Saturday, August 4, 2012

The depression is here — it’s just invisible

Commentary: The crash wasn’t sudden, but it’s still a tragedy

DENVER (MarketWatch) — The Great Depression that Federal Reserve Chairman Ben Bernanke claims to have averted has been part of the background radiation of our economy since at least 2008.  


It’s just that like radiation — it’s invisible. 

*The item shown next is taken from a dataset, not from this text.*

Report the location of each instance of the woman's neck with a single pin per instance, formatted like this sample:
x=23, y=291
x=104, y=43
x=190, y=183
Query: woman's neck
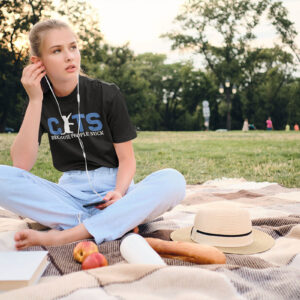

We’ve called it the recovery, the jobless recovery, the slogging recovery and more recently the fading recovery. We’ve measured modest growth in our nation’s gross domestic product to record that our so-called Great Recession ended in June 2009. And now we are saying that if this disappointing growth suddenly disappears, as currently feared, we will be in a new recession.

Unemployed men in February 1931 queue outside a soup kitchen opened in Chicago by Al Capone.
There is nothing more depressing than hearing about a new recession when you haven’t fully recovered from the last one. I take heart in suspecting that in a still-distant future, historians will look back with clarity and call this whole rotten period a depression.
The precise definition of a depression, of course, remains as debatable as anything else in the field of economics. By some definitions, it is a long-term slump in economic activity, often characterized by unusually high unemployment, a banking crisis, a sovereign-debt crisis, surprising bankruptcies and other horrible symptoms we can find in the headlines almost every day.